One friend from that time took on a huge responsibility to get me back and forth to work while keeping my secret so I would at least not lose my job and become part of the system many people cannot get out of once they are in. I sat in courtrooms with those people knowing just how not different I had become from people I had always thought far beneath me. I became a much more compassionate person then… realizing pain is a leveling feature when you all choose similar coping vices because your brains are similarly broken. The only difference was I had the means to remain on the periphery and start over.

It has been a hard road and not without facing demons… anxiety and depression. But the friendships I had only became stronger with the exception of one. She eventually did tell people at work because she was mad I had started sticking up for myself. She used my secret and her support as a price tag that bought her the ability to pick on me and gossip about me at will.. impacting my job.
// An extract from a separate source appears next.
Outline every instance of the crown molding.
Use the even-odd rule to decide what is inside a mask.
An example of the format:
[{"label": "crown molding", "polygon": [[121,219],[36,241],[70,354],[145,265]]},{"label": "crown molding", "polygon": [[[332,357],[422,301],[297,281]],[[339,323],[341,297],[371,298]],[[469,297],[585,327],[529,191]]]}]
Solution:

She could just as easily have made the same mistake as me. I just got caught and she didn’t. I have always felt guilty about standing my ground against her because of the sacrifices she made for me. But I was learning friendships didn’t come with conditions and had the tables been turned I would have done the same for her but without being nasty behind her back expecting a pass.

Part of coming back from my mistake and the feelings which caused it was learning I have value. That it’s ok to not only be Alive but to forgive myself. I didn’t deserve a lifetime of punishment and I didn’t deserve to surround myself with people who used it against me. I made a mistake. No one can punish me more than myself. And even then, I began to awaken to the fact I didn’t deserve the ridicule… that somewhere along the line all our sins add up and even out. Not only that, my mental demons caused that mistake and you don’t take advantage of the mentally ill or use their shame for sport. You feel sorry for it. You help it. You pray for it and you lay yourself bare in whatever tools you have to lift that person up wherever you can expecting nothing I return …except that maybe your contribution becomes a piece of what helps them stay alive.
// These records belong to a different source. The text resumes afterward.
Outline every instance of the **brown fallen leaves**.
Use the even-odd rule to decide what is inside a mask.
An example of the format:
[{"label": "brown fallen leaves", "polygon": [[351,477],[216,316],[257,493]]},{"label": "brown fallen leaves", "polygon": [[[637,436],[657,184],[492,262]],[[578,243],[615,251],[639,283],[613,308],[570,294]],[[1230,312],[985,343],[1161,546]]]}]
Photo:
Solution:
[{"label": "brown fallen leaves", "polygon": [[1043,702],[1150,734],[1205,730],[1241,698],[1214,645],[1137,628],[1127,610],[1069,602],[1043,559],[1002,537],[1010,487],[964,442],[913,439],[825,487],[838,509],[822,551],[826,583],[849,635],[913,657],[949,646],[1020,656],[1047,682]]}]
So in the past 5 years you have witnessed all of it. The absolute darkness and edge of canyon moments. The little joys starting to accumulate and break through the clouds occasionally. You have watched me build self esteem and confidence from a pile of nothing. You have watched me find my reasons to live, to want to experience the world and all it’s people. You have watched a social conscience step out from the sidelines and become a voice for more than just myself. And inside all of that the deepest of empathy for others who don’t have my resources, my grit, the love and examples set by family and friends.

Out of shame and mistakes has come the need to reconstruct myself into a far better person than I was before sitting next to convicts in a courtroom who had done more than one night in jail.

So I don’t hide my age, my scars, my mistakes and discoveries along the wAy. And I allow myself to speak openly of the repeated disappointment of one friend because you are supposed to pick up the best from who you are around and better yourself because of it. She is an anomaly and someone who is missing out remarkably on who she could be but chooses not to try for.

I am grateful 5 years later. I have depressive episodes that can be scary but so far, I have all of my people and the pieces they drop in which help me reconnect myself to at least be able to float or tread water until I can embark on another joyful swim where I do spend the majority of my mental time.

I have lost 3 people in the past 4 years. In the past 5 years, I could so easily have been one of them. The gift of another birthday… another day on the beach complaining about tourists or that my parents want to be in a restaurant with me today before I even want to get off the beach is a gift. Know that beyond all my bitching and moaning and social activism is a very present person fully aware of all my blessings assuming you know that and don’t have to remind me.

It’s a beautiful day and I am here to enjoy it. I deserve to enjoy it. I am still a good person if I admit that I deserve good in life. We all do. I am no exception just because of my mistakes. It’s just a faulty brain I have, not a faulty heart, not a faulty soul.